Bandwidth Management

  • Cilium implements bandwidth management through efficient EDT-based (Earliest Departure Time) rate-limiting with eBPF for container traffic that is egressing a node.

  • This allows to significantly reduce transmission tail latencies for applications and to avoid locking under multi-queue NICs compared to traditional approaches such as HTB (Hierarchy Token Bucket) or TBF (Token Bucket Filter) as used in the bandwidth CNI plugin, for example.

Monitoring and Troubleshooting

  • The ability to gain visibility and to troubleshoot issues is fundamental to the operation of any distributed system.
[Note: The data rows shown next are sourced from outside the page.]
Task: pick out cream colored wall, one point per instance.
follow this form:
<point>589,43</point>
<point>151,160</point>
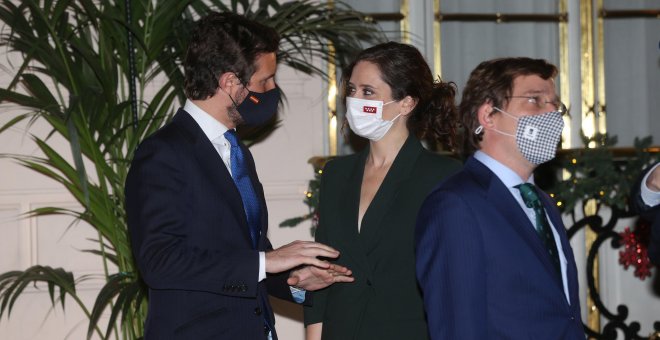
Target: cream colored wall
<point>282,165</point>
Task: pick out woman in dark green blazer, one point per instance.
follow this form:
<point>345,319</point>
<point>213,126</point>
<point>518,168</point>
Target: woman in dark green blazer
<point>369,201</point>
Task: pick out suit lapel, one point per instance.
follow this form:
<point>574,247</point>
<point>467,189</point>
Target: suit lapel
<point>386,195</point>
<point>349,214</point>
<point>500,198</point>
<point>214,169</point>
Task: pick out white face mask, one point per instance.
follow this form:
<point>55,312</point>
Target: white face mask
<point>365,117</point>
<point>537,136</point>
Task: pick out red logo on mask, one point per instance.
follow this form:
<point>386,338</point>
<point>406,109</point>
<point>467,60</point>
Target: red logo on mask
<point>369,109</point>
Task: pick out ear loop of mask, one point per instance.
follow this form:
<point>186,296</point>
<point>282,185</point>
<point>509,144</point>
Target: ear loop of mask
<point>232,99</point>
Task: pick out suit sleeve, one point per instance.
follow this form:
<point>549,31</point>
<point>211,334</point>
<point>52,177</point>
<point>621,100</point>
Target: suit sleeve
<point>156,211</point>
<point>450,264</point>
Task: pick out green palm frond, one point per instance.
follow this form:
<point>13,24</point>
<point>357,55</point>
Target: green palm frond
<point>59,282</point>
<point>74,74</point>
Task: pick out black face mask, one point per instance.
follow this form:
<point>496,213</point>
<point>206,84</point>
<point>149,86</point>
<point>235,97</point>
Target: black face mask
<point>258,108</point>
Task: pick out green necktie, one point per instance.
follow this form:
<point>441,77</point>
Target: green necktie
<point>543,229</point>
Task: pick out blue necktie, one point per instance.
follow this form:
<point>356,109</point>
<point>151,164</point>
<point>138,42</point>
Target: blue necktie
<point>239,173</point>
<point>531,199</point>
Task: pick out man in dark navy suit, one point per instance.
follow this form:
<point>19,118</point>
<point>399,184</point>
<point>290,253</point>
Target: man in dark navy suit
<point>493,259</point>
<point>196,210</point>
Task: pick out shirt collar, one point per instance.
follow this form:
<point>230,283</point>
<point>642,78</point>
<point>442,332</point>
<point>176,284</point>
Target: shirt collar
<point>212,127</point>
<point>504,173</point>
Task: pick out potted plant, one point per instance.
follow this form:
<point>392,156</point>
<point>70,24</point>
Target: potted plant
<point>86,67</point>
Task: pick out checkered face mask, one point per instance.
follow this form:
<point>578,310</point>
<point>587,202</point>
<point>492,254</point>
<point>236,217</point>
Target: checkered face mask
<point>537,136</point>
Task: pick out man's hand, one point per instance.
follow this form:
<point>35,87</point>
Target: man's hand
<point>653,181</point>
<point>298,253</point>
<point>314,278</point>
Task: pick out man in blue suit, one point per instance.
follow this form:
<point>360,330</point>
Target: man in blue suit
<point>196,209</point>
<point>493,259</point>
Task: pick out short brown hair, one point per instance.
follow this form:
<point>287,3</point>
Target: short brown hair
<point>492,81</point>
<point>224,42</point>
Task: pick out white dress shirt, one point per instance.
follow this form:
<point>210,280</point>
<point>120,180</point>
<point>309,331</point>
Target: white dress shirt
<point>510,180</point>
<point>215,132</point>
<point>650,197</point>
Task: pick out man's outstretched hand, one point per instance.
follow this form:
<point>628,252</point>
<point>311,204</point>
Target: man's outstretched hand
<point>315,278</point>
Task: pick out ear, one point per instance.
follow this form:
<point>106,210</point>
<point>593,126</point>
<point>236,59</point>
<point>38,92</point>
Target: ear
<point>484,114</point>
<point>228,81</point>
<point>408,104</point>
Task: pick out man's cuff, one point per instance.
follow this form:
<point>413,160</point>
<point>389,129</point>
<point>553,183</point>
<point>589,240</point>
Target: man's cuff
<point>649,197</point>
<point>298,294</point>
<point>262,266</point>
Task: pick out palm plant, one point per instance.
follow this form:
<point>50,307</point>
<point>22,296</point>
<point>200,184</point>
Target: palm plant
<point>85,69</point>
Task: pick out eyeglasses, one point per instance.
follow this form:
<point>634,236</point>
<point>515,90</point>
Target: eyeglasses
<point>540,102</point>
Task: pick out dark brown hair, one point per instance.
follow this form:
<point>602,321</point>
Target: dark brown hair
<point>224,42</point>
<point>492,82</point>
<point>406,72</point>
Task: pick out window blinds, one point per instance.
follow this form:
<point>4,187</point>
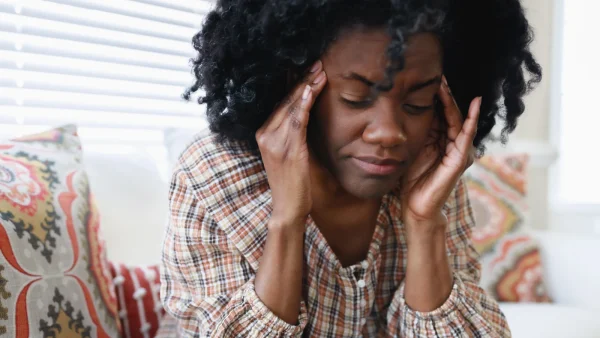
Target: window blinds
<point>118,67</point>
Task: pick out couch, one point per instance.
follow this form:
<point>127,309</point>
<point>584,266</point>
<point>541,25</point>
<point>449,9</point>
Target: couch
<point>571,273</point>
<point>130,190</point>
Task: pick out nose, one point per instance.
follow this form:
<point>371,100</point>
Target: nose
<point>385,129</point>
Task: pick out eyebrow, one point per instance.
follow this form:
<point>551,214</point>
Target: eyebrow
<point>413,88</point>
<point>424,84</point>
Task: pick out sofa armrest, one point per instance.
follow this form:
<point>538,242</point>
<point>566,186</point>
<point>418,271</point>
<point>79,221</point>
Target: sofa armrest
<point>571,268</point>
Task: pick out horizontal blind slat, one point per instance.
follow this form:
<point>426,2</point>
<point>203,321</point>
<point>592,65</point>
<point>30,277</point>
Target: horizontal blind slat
<point>15,23</point>
<point>199,6</point>
<point>117,22</point>
<point>90,51</point>
<point>136,9</point>
<point>116,119</point>
<point>72,100</point>
<point>82,84</point>
<point>100,69</point>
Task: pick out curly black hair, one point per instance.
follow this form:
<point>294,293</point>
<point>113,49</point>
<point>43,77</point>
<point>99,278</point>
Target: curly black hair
<point>246,50</point>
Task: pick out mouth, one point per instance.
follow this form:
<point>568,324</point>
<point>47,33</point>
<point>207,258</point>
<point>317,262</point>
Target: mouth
<point>378,166</point>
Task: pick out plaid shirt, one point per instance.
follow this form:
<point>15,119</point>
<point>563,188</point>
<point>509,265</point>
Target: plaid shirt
<point>220,204</point>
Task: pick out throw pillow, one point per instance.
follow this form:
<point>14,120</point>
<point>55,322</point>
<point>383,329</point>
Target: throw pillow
<point>54,277</point>
<point>138,294</point>
<point>510,259</point>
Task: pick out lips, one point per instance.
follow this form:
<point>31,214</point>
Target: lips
<point>378,166</point>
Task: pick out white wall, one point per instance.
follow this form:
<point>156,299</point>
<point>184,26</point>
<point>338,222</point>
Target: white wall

This includes tooling to provide:

    • Event monitoring with metadata: When a packet is dropped, the tool doesn’t just report the source and destination IP of the packet, the tool provides the full label information of both the sender and receiver among a lot of other information.
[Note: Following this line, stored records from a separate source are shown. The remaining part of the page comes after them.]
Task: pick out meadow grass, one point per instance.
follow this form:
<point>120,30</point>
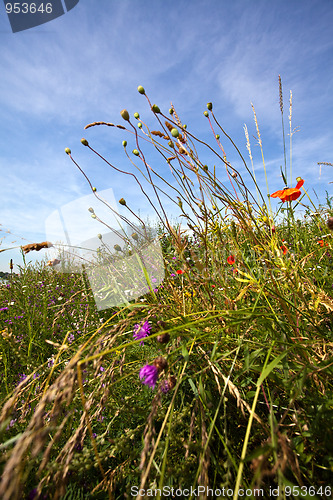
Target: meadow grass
<point>237,339</point>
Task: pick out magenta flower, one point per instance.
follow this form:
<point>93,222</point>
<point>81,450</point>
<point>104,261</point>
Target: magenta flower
<point>164,386</point>
<point>141,331</point>
<point>148,375</point>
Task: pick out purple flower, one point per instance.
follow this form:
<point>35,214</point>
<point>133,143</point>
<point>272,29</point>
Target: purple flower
<point>141,331</point>
<point>70,338</point>
<point>164,386</point>
<point>148,375</point>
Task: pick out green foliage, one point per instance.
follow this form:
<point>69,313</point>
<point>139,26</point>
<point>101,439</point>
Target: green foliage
<point>243,319</point>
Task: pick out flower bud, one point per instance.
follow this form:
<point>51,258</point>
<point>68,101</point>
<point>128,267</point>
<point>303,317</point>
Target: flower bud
<point>125,115</point>
<point>155,108</point>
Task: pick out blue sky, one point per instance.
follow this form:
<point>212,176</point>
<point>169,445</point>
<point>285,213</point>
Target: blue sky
<point>86,65</point>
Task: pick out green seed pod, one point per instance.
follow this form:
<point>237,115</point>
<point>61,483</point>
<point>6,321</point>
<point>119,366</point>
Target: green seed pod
<point>124,114</point>
<point>155,108</point>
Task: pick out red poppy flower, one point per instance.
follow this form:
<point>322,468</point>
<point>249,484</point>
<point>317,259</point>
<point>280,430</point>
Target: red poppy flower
<point>231,259</point>
<point>289,194</point>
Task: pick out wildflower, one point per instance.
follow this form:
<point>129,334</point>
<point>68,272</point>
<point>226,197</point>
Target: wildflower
<point>141,331</point>
<point>289,194</point>
<point>148,375</point>
<point>330,223</point>
<point>231,259</point>
<point>160,363</point>
<point>167,385</point>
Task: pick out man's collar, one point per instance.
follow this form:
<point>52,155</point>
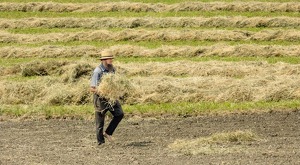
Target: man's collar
<point>102,67</point>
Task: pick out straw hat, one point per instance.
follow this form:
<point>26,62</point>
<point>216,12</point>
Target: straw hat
<point>106,55</point>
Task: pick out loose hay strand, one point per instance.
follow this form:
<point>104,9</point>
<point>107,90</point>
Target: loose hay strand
<point>216,143</point>
<point>113,86</point>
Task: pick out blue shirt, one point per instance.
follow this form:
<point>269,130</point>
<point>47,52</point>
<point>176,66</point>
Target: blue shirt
<point>97,74</point>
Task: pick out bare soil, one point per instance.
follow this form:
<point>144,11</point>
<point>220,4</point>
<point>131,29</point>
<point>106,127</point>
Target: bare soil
<point>146,140</point>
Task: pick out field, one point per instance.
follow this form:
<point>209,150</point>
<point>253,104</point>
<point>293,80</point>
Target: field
<point>202,64</point>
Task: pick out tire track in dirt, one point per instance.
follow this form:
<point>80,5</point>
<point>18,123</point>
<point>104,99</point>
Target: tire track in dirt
<point>145,140</point>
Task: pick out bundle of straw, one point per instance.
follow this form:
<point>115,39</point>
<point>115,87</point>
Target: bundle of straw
<point>113,87</point>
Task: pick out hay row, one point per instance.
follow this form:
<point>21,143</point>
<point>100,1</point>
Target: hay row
<point>154,35</point>
<point>211,68</point>
<point>109,22</point>
<point>155,89</point>
<point>72,71</point>
<point>223,50</point>
<point>151,7</point>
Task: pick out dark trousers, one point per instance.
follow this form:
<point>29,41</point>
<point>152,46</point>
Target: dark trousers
<point>101,107</point>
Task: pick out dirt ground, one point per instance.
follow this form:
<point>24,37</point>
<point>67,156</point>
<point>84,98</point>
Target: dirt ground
<point>146,140</point>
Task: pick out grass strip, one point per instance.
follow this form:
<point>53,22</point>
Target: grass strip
<point>7,62</point>
<point>42,30</point>
<point>151,44</point>
<point>150,110</point>
<point>146,1</point>
<point>119,14</point>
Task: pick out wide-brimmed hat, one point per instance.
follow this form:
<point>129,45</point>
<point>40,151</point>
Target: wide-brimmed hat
<point>106,55</point>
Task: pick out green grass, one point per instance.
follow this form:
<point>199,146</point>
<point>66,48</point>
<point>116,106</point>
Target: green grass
<point>150,44</point>
<point>272,60</point>
<point>175,109</point>
<point>145,1</point>
<point>44,30</point>
<point>8,62</point>
<point>119,14</point>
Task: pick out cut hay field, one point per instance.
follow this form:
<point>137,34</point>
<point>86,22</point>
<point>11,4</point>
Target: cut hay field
<point>200,56</point>
<point>211,82</point>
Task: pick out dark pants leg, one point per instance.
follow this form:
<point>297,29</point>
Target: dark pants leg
<point>101,107</point>
<point>99,119</point>
<point>118,115</point>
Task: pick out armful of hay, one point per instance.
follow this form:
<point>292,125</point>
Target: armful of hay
<point>114,86</point>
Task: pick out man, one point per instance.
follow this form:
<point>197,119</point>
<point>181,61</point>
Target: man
<point>101,104</point>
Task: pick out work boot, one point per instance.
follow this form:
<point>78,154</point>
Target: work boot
<point>108,137</point>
    • Metrics export via Prometheus: Key metrics are exported via Prometheus for integration with your existing dashboards.
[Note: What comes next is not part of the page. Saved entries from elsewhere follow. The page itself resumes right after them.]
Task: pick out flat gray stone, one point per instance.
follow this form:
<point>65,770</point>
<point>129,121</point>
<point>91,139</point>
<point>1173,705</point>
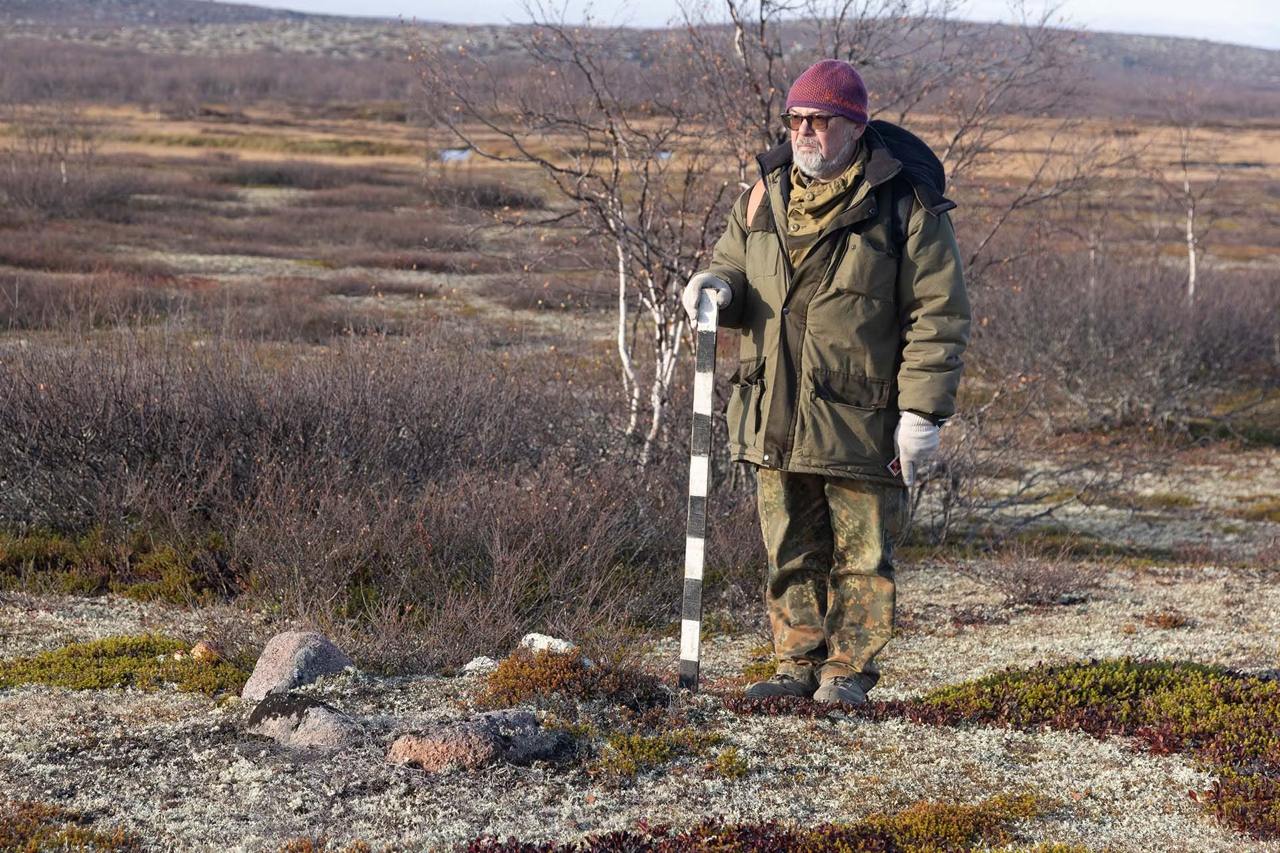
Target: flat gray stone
<point>292,660</point>
<point>302,723</point>
<point>513,737</point>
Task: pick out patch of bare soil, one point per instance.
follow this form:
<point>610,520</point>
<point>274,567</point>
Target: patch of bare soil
<point>181,771</point>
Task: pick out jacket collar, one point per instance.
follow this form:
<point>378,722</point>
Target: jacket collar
<point>881,165</point>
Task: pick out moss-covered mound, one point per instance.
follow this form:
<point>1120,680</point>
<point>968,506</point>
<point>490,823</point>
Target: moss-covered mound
<point>1228,720</point>
<point>923,828</point>
<point>533,676</point>
<point>31,826</point>
<point>145,662</point>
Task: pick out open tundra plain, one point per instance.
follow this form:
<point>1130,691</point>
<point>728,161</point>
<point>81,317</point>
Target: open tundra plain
<point>296,395</point>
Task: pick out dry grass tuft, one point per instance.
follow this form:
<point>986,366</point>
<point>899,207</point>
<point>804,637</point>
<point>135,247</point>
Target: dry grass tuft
<point>32,826</point>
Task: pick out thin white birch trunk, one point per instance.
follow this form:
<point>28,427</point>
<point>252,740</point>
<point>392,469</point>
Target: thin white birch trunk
<point>630,387</point>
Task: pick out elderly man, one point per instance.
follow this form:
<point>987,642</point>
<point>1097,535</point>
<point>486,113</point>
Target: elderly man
<point>841,270</point>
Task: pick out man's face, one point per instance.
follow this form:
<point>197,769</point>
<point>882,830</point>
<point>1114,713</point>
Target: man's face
<point>824,154</point>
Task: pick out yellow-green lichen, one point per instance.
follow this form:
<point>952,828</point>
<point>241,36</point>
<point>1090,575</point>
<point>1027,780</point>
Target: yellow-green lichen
<point>31,828</point>
<point>145,662</point>
<point>627,755</point>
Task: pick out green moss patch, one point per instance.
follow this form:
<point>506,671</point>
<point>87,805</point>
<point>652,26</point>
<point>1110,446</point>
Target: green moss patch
<point>30,826</point>
<point>1226,720</point>
<point>920,829</point>
<point>536,676</point>
<point>629,755</point>
<point>145,662</point>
    • Hubble: An observability platform specifically written for Cilium. It provides service dependency maps, operational monitoring and alerting, and application and security visibility based on flow logs.

Clium Componenet

image

Agent

  • The Cilium agent (cilium-agent) runs on each node in the cluster. At a high-level, the agent accepts configuration via Kubernetes or APIs that describes networking, service load-balancing, network policies, and visibility & monitoring requirements.

  • The Cilium agent listens for events from orchestration systems such as Kubernetes to learn when containers or workloads are started and stopped. It manages the eBPF programs which the Linux kernel uses to control all network access in / out of those containers.

Client (CLI)

  • The Cilium CLI client (cilium) is a command-line tool that is installed along with the Cilium agent.
  • It interacts with the REST API of the Cilium agent running on the same node. The CLI allows inspecting the state and status of the local agent. It also provides tooling to directly access the eBPF maps to validate their state.

The in-agent Cilium CLI client described here should not be confused with the command line tool for quick-installing, managing and troubleshooting Cilium on Kubernetes clusters, which also has the name cilium. That tool is typically installed remote from the cluster, and uses kubeconfig information to access Cilium running on the cluster via the Kubernetes API.

Operator

  • The Cilium Operator is responsible for managing duties in the cluster which should logically be handled once for the entire cluster, rather than once for each node in the cluster. The Cilium operator is not in the critical path for any forwarding or network policy decision. A cluster will generally continue to function if the operator is temporarily unavailable. However, depending on the configuration, failure in availability of the operator can lead to:

  • Delays in IP Address Management (IPAM) and thus delay in scheduling of new workloads if the operator is required to allocate new IP addresses.

  • Failure to update the kvstore heartbeat key which will lead agents to declare kvstore unhealthiness and restart.

CNI Plugin

  • The CNI plugin (cilium-cni) is invoked by Kubernetes when a pod is scheduled or terminated on a node. It interacts with the Cilium API of the node to trigger the necessary datapath configuration to provide networking, load-balancing and network policies for the pod.

Hubble Componenet

Server

  • The Hubble server runs on each node and retrieves the eBPF-based visibility from Cilium. It is embedded into the Cilium agent in order to achieve high performance and low-overhead. It offers a gRPC service to retrieve flows and Prometheus metrics.

Relay

  • Relay (hubble-relay) is a standalone component which is aware of all running Hubble servers and offers cluster-wide visibility by connecting to their respective gRPC APIs and providing an API that represents all servers in the cluster.

Client (CLI)

  • The Hubble CLI (hubble) is a command-line tool able to connect to either the gRPC API of hubble-relay or the local server to retrieve flow events.

Graphical UI (GUI)

  • The graphical user interface (hubble-ui) utilizes relay-based visibility to provide a graphical service dependency and connectivity map.